Aku reflex melemparkan buku di sebelahku tepat ke wajahnya.

Sayang sekali, buku tersebut berhasil ditangkap olehnya.

"Haha.. Sorry broo, habisnya kamu juga sih terlalu fokus sama HP mu. Jadinya dimarahin deh.. " Balas Radith dengan watadosnya.

"Sekarepmu lah, dek" Mau gimana lagi, toh yang salah juga aku, pikirku.

"Memang kau baca apa sih? Sampai ga dengerin si mami. Jangan bilang.. Por-" Untung aja, selotipnya selalu ditaruh di belakang pintu, pikirku.

Tanpa pikir panjang, aku meluapkan apa yang kupikirkan "Aku pengen deh bisa masuk ke dunia naruto kek fanfic gitu loh, dek! " Keluhku.

"Maksud u kayak fanfiction reborn in Naruto gitu? Ketemu ama husbu dan tokoh utama? Kurang kerjaan amat sih" Radith mendengus sebal. Seakan sudah terlalu sering mendengar curahan hatiku.

"Ndas mu, masa iya gua mau yang kayak begituan! " Ucapku tak mau kalahnya.

"Trus tujuan u apa? "

"Gua pengen hancurin Halo tokoh utama😇"

" ... " Oh, gitu.

Ekspresinya tidak puas, seolah menganggap ideku konyol dan liar.

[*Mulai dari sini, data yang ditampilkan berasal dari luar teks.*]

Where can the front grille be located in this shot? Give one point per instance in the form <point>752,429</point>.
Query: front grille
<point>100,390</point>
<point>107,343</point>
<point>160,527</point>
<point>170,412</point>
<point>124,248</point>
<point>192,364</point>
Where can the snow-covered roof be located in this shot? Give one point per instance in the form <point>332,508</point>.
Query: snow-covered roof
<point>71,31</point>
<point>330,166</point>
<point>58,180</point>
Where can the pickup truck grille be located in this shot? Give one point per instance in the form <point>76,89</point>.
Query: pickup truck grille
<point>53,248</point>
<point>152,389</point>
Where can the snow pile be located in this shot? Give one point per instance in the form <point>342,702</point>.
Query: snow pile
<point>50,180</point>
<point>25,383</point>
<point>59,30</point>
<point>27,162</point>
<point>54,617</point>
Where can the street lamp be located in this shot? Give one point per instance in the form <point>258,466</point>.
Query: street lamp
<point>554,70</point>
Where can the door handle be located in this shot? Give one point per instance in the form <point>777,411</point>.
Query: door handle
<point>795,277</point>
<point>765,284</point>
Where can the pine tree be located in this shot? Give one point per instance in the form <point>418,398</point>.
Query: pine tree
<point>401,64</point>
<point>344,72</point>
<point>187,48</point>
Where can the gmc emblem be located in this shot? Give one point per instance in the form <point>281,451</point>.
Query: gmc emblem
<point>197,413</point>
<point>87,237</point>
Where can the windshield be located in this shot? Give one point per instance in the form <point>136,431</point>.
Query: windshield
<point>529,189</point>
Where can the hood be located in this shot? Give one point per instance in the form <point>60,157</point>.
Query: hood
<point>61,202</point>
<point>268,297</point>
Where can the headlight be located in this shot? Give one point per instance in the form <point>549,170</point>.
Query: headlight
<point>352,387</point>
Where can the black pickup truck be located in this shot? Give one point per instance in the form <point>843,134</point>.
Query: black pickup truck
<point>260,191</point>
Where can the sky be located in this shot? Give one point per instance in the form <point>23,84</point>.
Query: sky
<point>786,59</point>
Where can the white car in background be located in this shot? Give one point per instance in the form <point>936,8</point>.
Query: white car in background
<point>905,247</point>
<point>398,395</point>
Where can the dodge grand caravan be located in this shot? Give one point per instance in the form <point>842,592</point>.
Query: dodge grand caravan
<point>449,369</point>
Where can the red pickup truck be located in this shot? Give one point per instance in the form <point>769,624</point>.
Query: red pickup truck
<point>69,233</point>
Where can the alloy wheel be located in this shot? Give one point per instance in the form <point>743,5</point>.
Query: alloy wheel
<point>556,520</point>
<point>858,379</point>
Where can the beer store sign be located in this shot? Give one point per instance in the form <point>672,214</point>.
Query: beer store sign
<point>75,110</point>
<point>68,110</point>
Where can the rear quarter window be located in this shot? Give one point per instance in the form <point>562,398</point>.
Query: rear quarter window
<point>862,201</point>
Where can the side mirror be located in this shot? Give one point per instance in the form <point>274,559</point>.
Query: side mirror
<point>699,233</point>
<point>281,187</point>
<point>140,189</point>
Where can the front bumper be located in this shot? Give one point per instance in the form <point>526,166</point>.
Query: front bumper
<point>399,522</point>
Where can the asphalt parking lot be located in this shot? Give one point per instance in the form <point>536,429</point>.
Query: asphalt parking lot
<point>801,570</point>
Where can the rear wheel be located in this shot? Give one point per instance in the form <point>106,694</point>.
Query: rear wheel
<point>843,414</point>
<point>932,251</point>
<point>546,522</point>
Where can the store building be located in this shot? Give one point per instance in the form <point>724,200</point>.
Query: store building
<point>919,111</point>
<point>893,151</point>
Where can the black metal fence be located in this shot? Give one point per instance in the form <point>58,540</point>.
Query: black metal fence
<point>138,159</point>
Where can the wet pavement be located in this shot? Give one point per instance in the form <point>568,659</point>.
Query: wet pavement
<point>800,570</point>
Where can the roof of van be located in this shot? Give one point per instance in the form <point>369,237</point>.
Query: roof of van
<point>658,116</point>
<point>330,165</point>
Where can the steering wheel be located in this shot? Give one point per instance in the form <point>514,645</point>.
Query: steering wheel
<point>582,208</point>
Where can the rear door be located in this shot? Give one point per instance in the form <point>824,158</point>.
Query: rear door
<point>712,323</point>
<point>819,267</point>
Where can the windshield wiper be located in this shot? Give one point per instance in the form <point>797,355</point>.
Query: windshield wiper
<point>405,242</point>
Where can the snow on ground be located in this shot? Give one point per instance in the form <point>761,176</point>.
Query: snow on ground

Responnya itu kutanggapi dengan jawaban singkat. Rasanya normal saja jika orang-orang bereaksi seperti itu.

"Ketika kamu melihat kehidupan tokoh utama yang penuh derita, pasti orang-orang akan menuai respon berupa simpati untuk protagonis" Balasku.

"Tapi? " Radith menoleh dengan rasa ingin tahu.

"Tapi, sebagai fans anime, aku kurang puas. " Ucapku sembari membuka anime Migi to Dali di hpku.

"Ga salah sih, setiap orang punya tipe idealnya masing-masing" Tumben, anak ini kalem. Biasa juga nyebelin.

"Walau begitu, aku hanya merasa harus mengeluh pada protagonis Naruto"

Dan lagi-lagi dia mempertanyakan keaslian dari tanggapanku "Hanya itu? Bagaimana dengan protagonis lainnya, seperti Gon di HxH dan Sung Jin Woo di Solo leveling? "

"Begitu kah caramu mengujiku? Kalau begitu, anggaplah mereka lolos seleksi"

Dia berhenti bertanya perihal barusan, sepertinya dia mulai memikirkan kemungkinan-kemungkinan lain dengan membandingkan protagonis-protagonis lain dengan Naruto.

Aku menyeringai melihatnya. Lalu, lanjut menonton episode terakhir Migi to Dali. Aku tak pernah ingin kelewatan adegan-adegan istimewa dari si kembar.

~•~

Aha, aku menang lagi. Dalam game ini, Radith biasanya menang. Tapi, konsentrasinya mudah buyar ketika fokus pada hal lain.

"Hayo, berarti besok kau beliin basreng buatku ya" Seruku dengan girang.

"Curang ih, kau kasih aku pastel melulu. Jadinya gagal fokus deh hiks.. " Mulai deh, air mata imaginernya.

Awalnya aku cuma berniat untuk memberikan kemenangan yang mudah untuknya. Tapi, bukankah itu membosankan?

Catur memang permainan yang unik. Berdasarkan jakartanotebook.com, catur diperkenalkan ke Indonesia melalui orang-orang Belanda. Tujuannya adalah untuk melatih kemampuan strategi.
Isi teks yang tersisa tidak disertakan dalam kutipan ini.